According to Interior Minister Vít Rakušan, the police officers are in civilian dress so the emotional response to them will not be negative. At the same time, the ministry is also preparing Hungarian-language leaflets that will be distributed to refugees for whom it is ascertained that they also have a Hungarian passport.
The leaflets are not yet being distributed to the refugees. “In the leaflet for the Hungarian speakers there will be information about the fact that they are not eligible for any aid in the Czech Republic. At the same time, we will describe the assistance to which they are entitled in Hungary," the minister told the media; he previously said that those who want to leave the Czech Republic will be provided free transport to Hungary.
"We cannot force anybody to do so," the minister said of the option to leave the Czech Republic. Despite all the efforts made by news server Romea.cz to repeatedly ask the Interior Ministry how many refugees from Ukraine with dual citizenship there are in the Czech Republic, that information has not been forthcoming.
According to Rakušan, there are currently three types of refugees at the main train station in Prague. The first are those who have received temporary protection, but who have returned to the main train station and remain there still.
Such refugees have either gone there to be with other community members or because accommodation that meets their needs has not been found for them.
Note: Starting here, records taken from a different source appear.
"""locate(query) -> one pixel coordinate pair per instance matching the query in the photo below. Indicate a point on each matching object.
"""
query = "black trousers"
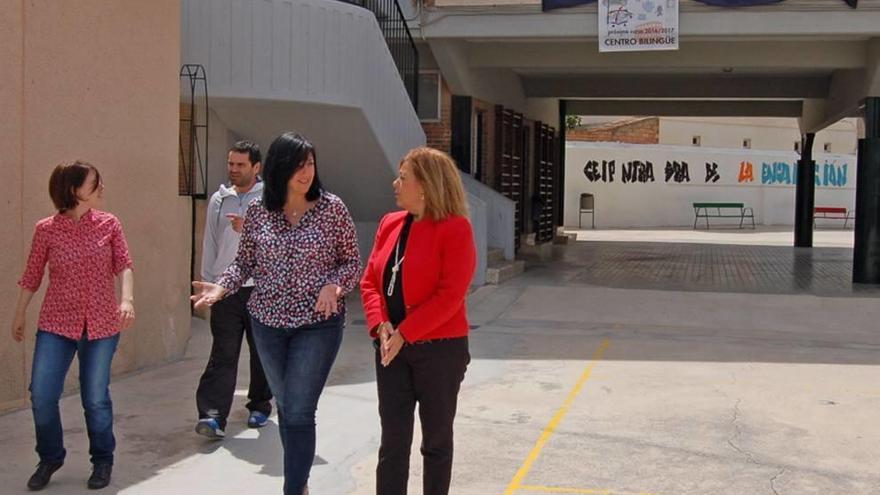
(429, 374)
(229, 322)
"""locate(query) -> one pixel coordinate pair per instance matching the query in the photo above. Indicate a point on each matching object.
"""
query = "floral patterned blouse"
(83, 258)
(290, 264)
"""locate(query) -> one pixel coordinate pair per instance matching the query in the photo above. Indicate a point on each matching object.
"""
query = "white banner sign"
(636, 25)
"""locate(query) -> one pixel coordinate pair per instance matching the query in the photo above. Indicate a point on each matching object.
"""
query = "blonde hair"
(440, 179)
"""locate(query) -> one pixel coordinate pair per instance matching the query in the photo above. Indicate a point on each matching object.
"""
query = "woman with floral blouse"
(300, 246)
(85, 250)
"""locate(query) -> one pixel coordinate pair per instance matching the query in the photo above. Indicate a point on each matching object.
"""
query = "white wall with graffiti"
(655, 185)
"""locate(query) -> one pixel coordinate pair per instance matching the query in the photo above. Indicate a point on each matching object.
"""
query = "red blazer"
(438, 267)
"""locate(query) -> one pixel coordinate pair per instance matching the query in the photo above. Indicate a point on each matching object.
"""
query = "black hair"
(249, 147)
(287, 154)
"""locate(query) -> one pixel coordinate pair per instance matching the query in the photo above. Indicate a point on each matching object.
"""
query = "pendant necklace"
(394, 269)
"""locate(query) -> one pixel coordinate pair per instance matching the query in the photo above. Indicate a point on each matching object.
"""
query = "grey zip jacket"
(220, 244)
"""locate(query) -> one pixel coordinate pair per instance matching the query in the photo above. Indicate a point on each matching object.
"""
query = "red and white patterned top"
(83, 258)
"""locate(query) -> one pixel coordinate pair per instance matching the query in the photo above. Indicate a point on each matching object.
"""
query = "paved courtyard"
(635, 362)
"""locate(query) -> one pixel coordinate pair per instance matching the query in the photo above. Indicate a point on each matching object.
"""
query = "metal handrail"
(400, 42)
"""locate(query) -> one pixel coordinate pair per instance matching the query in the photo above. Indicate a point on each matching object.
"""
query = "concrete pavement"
(583, 380)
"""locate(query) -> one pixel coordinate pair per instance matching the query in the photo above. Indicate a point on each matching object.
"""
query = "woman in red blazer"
(413, 290)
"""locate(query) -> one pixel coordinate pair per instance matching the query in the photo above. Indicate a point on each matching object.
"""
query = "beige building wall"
(763, 133)
(96, 80)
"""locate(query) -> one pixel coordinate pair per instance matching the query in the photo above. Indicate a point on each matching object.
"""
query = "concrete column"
(560, 164)
(805, 194)
(866, 253)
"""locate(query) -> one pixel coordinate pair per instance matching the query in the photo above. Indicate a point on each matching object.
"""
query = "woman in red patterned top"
(85, 249)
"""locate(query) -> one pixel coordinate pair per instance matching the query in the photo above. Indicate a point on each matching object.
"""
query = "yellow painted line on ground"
(554, 489)
(516, 482)
(582, 491)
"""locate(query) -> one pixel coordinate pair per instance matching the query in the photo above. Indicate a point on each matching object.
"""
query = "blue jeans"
(297, 362)
(52, 357)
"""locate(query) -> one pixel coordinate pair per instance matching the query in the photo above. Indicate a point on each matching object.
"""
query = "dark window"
(429, 96)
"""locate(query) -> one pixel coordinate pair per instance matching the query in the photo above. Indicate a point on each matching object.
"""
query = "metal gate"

The second group are those who are in the process of vetting their citizenship and who are entitled to wait in the country during that process.
"We are doing our best to accommodate [those being vetted] in the little tent city in Troja or elsewhere while they wait," the Interior Minister said. The third group of homeless Romani refugees from Ukraine now living at the main train station in Prague are those not eligible for any aid whatsoever.
The state cannot force such refugees to leave the country, but can only "motivate" them to do so. "We are doing our best to aid them with food and the like, but we have to motivate them to leave the Czech Republic, because no bonuses, neither financial ones nor material ones, are in store for them here," the Interior Minister said.